Ela havia acabado de terminar sua primeira viagem de Uber da noite quando um estranho invadiu o carro e sequestrou sua viagem de volta para casa.
Completamente paralisada de medo, Roselyn ficou imóvel. A poucos metros, vários homens de terno preto se aproximavam com armas em punho, com expressões ferozes no rosto enquanto exploravam a área como caçadores à procura de uma presa.
"Ele saiu sozinho hoje. Essa é nossa melhor chance de assassiná-lo. Além disso, ele inalou uma dose alta desse potente afrodisíaco, que está prestes a fazer efeito. Ele não pode ter ido muito longe. Se não encontrarmos Nathan Lawson, o chefe vai nos fazer desaparecer na Baía dos Crocodilos."
À medida que os passos do grupo se afastavam, Roselyn olhou pelo retrovisor. O homem no banco de trás estava com um rubor estranho no rosto. Claramente, era Nathan, o alvo que eles estavam procurando.
O nome dele era familiar para ela, como se ela já o tivesse ouvido em algum lugar.
"Não tente nenhuma gracinha. Dê partida no carro," disse Nathan, como se estivesse lendo os pensamentos de Roselyn. Seu polegar destravou a arma, e seu olhar se intensificou.
Roselyn permaneceu rígida, com o coração acelerado. Só a arma já era motivo suficiente para ela ficar cautelosa.
"Olha, posso te dar um dinheiro, senhor. Você pode pedir outro carro, tá bem? Meu avô está na UTI, e estou tentando ganhar o suficiente para ajudá-lo. Tenho dois empregos para me manter - e agora você está aqui com uma arma na minha cabeça. Por que isso está acontecendo comigo?" Seus olhos se encheram de lágrimas enquanto ela se agarrava a qualquer resquício de misericórdia que ele pudesse ter.
Nathan estava sentado no banco de trás, com a respiração ofegante e seu corpo queimando por dentro. O afrodisíaco com o qual ele havia sido drogado estava percorrendo seu organismo, distorcendo sua percepção da realidade.
Ele percebeu o tremor na voz dela, que era genuína e exausta. Ele não havia planejado colocar ninguém em perigo naquela noite. Era apenas a festa de aniversário do seu mentor, sem seguranças ou acompanhantes - e agora, lá estava ele, encurralado e sem outra opção a não ser envolver uma estranha.
"Me leve até aqui. Rápido..." ele murmurou, mal conseguindo se manter firme enquanto lhe entregava o destino.
Roselyn pensou em resistir, mas o cano de aço da arma pressionado contra sua pele acabou com essa ideia rapidamente.
Suas pernas tremiam, mas com o perigo pairando no ar, ela digitou o endereço e tirou o carro do estacionamento subterrâneo, enquanto Nathan ofegava no banco de trás.
Após meses na estrada, Roselyn conhecia os pontos da cidade como a palma da mão.

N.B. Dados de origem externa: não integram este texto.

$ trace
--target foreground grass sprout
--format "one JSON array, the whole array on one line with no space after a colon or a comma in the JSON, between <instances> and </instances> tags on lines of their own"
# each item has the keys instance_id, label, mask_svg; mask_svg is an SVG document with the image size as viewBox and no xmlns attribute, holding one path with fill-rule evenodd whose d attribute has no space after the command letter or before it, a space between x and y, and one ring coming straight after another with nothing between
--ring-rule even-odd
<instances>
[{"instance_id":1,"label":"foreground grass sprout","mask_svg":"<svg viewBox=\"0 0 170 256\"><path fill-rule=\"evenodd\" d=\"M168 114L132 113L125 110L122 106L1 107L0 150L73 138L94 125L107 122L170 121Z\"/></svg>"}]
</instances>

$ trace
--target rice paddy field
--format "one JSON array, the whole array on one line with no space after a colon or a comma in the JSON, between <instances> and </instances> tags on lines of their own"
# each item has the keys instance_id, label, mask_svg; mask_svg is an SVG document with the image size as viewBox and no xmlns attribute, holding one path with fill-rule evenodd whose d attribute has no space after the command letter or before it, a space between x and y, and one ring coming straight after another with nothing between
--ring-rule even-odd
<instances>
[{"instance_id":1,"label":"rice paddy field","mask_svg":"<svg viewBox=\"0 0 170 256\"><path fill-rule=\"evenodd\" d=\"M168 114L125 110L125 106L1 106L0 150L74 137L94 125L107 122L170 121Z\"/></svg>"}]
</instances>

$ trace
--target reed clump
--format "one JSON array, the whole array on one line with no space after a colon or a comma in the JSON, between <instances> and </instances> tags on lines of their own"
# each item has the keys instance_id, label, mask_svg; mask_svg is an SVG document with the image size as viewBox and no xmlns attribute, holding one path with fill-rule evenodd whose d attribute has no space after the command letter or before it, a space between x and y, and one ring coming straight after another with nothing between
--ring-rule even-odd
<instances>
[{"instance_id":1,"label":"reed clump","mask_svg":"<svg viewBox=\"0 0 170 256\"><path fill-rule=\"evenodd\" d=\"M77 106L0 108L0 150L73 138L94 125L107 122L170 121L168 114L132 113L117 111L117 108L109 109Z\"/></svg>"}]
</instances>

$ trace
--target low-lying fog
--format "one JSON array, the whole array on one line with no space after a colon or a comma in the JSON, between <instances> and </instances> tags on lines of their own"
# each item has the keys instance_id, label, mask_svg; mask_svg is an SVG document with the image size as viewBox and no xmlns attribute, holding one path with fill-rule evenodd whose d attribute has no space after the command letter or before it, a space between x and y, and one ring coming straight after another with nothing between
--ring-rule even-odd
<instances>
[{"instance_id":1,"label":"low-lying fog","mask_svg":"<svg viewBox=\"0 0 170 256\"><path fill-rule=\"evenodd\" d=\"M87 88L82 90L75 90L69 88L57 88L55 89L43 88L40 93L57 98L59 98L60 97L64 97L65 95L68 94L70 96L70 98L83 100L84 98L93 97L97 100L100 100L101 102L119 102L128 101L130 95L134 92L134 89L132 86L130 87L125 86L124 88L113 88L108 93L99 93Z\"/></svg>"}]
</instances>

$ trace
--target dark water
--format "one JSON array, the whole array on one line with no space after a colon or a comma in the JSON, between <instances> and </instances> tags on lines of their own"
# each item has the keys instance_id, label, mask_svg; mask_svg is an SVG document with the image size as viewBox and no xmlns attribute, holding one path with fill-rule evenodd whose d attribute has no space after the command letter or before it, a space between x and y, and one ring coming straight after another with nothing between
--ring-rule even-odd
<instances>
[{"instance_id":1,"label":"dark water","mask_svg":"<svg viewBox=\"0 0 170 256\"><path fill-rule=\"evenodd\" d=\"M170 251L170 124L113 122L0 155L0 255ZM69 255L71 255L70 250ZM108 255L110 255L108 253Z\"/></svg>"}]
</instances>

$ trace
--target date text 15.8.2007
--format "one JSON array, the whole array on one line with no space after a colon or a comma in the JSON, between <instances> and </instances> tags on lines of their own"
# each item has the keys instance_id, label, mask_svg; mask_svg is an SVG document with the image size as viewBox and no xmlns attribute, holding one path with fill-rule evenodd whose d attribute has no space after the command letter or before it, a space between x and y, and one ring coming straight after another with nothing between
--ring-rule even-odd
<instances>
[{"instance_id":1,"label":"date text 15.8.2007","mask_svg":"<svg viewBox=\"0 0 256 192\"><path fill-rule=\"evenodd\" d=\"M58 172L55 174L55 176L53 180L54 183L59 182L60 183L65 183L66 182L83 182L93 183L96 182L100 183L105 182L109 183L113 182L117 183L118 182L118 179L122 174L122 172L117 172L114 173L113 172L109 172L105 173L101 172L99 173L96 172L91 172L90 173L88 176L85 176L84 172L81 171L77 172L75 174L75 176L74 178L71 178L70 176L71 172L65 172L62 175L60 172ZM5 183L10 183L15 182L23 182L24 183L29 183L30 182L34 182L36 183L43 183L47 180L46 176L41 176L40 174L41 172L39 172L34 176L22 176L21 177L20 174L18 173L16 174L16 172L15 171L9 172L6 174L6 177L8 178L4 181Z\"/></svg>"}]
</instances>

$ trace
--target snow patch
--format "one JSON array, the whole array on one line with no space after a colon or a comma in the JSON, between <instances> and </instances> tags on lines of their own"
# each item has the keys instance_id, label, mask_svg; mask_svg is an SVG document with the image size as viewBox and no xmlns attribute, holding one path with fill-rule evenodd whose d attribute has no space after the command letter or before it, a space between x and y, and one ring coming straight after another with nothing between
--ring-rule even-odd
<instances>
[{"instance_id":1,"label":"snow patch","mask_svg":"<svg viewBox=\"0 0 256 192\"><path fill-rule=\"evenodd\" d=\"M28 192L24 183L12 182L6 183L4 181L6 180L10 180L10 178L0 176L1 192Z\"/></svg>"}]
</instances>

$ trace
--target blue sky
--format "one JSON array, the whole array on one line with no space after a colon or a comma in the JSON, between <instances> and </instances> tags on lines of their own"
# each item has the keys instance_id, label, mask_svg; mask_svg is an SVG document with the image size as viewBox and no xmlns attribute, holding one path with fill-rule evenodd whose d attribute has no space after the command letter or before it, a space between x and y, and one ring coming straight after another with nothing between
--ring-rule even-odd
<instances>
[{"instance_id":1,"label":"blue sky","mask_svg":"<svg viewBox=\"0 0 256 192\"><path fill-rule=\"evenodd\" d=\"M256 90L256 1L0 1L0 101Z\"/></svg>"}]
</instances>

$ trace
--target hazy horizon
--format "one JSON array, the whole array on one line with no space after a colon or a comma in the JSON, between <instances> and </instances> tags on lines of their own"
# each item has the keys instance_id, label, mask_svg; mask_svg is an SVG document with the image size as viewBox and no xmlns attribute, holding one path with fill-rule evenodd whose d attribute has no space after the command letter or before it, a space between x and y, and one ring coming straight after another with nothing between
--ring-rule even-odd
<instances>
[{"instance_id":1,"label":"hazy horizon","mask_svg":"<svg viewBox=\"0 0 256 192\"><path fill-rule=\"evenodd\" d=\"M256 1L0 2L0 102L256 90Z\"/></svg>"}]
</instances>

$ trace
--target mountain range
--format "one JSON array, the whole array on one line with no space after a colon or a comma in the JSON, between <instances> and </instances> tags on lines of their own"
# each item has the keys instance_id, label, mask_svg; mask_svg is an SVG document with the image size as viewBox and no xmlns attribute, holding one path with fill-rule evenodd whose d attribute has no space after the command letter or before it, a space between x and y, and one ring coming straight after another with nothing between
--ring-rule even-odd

Mas o destino na tela do seu celular era desconhecido, bem fora da sua rota habitual. Até o GPS o marcava com uma estrela, o que era estranho.
No entanto, não havia tempo para pensar nisso. O carro seguiu o sinal até uma área de floresta densa. Quando ela finalmente estacionou, olhou para trás. "Senhor, é aqui?"
Nathan estava recostado no banco, segurando a arma como se sua vida dependesse disso.
Ele não respondeu. Com um suspiro cansado, ela soltou o cinto de segurança, saiu e abriu a porta traseira. Quando ela se inclinou, os dedos dele se fecharam em volta do seu pulso.
Perdendo o equilíbrio, ela caiu para frente, caindo bem em cima de Nathan. Um calor intenso emanava do corpo dele - tão quente que parecia queimar a pele dela.
"Você deveria pelo menos pagar a corrida," disse ela com a voz trêmula, tentando empurrá-lo. Quando sua mão fria tocou o peitoral em chamas dele.
Compostura de Nathan, que estava por um fio, se rompeu completamente.
Ela não era ingênua, quando a mão dele encontrou seu queixo, o fogo nos seus olhos, cru e faminto, lhe disse exatamente o que ele queria.
Dentro do banco de trás apertado e escuro, o perigo pairava, se intensificando lentamente enquanto a brisa da noite soprava lá fora.